I checked Honda’s fluids as if I knew what I was doing. Under the glare of strange men I put on my super-duper-tough face. Yeah, I can fix a car. Filled up the radiator. Too much. It overflowed. Hopefully no animals or organisms who need all of their brain cells were anywhere around THAT bio-hazard.
I then looked at the oil. Not only was it extremely low, it was black. Crap.
At the counter of the gas station I requested oil.
“What kind?”
“Whatever you have.” I said.
“I mean, like is it 20/60 50/30..(ok I don’t know the exact fractions she was listing off but you get the idea) ?”
“It’s a 1988 Honda.” I answered. Her face stared at me as though I was the biggest moron on the planet. I was.
“Use fourteen.” I heard a man with a thick Spanish accent behind me say.

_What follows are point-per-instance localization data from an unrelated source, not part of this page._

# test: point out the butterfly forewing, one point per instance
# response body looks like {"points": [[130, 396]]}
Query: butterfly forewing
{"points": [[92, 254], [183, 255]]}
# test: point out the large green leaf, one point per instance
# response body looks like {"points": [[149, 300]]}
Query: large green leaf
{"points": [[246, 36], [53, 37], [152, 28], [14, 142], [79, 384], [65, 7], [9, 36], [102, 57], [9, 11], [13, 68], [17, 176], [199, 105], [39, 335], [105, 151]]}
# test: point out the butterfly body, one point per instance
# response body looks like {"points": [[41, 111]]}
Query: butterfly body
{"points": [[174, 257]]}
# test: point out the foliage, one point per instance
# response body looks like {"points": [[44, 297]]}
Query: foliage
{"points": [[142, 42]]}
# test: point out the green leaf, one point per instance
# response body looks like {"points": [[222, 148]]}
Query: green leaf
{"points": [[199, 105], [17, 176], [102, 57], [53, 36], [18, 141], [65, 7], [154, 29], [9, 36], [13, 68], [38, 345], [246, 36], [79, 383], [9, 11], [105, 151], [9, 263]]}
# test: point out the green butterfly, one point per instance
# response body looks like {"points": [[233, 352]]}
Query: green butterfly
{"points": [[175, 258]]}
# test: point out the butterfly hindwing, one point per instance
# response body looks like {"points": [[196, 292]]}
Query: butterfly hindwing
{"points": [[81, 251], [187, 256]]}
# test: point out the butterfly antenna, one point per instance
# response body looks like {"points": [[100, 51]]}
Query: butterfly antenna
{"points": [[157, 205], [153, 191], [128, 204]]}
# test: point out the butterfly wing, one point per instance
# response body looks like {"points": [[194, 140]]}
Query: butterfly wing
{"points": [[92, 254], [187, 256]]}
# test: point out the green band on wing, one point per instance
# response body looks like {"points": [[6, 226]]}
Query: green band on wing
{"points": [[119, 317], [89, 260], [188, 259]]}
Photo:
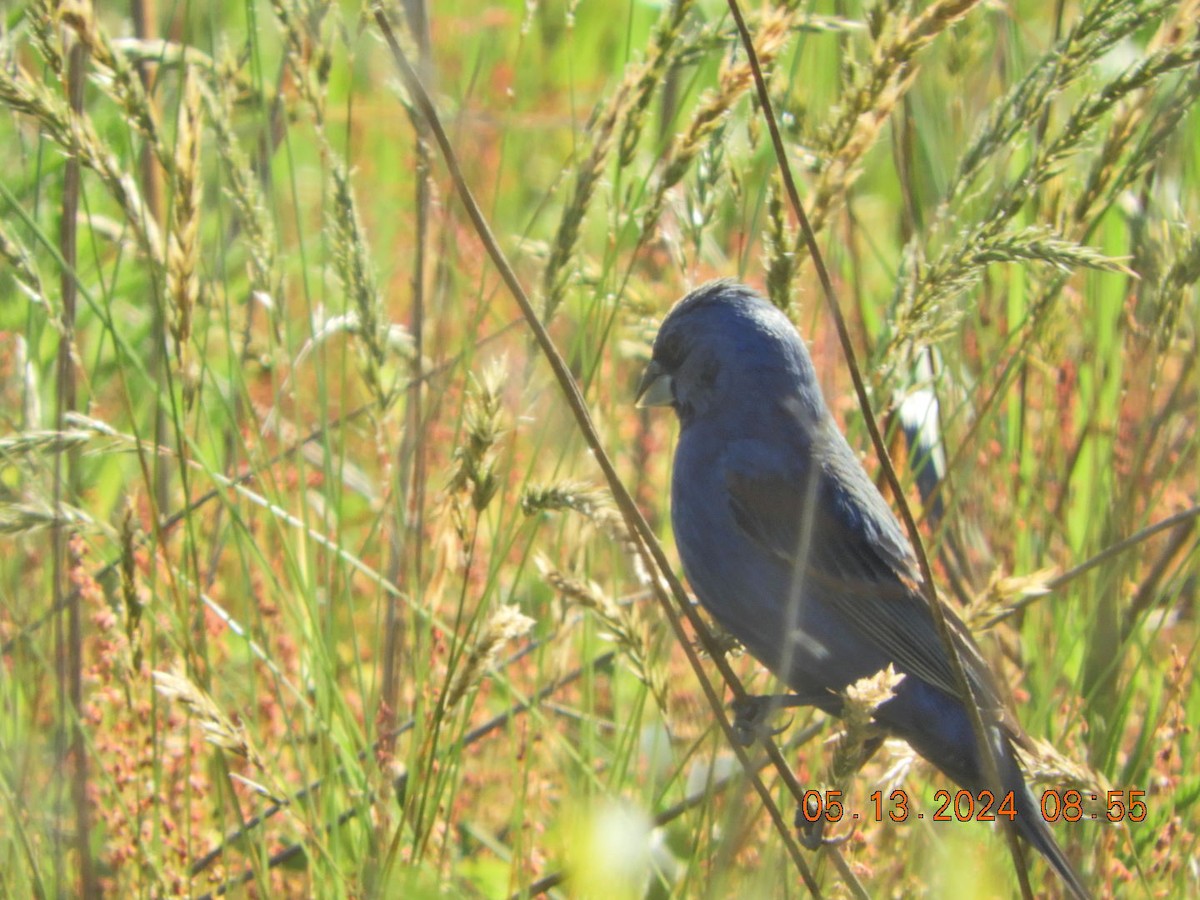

“Oh thank you,” I said. “I’ll take fourteen.”
“You mean forty?” She said. I looked at the man. He nodded and rolled his eyes.
“Yeah forty.”
So the kind man helped with my car. Apparently it worked on the overheating problem. Or perhaps it started working because I was languishing in a parking lot fit for obtaining any number of diseases. Whatever the reason—Honda was working. Her breaks, however, were still a bit sketchy. I could get her to stop, but I’m fairly certain I pulled a hamstring doing it.
I missed the birthday outing Desiree planned because I wanted to be down south for my friends and celebrate with Lindsey the next day. Instead I missed both events.
No good, very bad night.
And today? Honda is working just fine thankyouverymuch. Just stinking fine. Little biotch.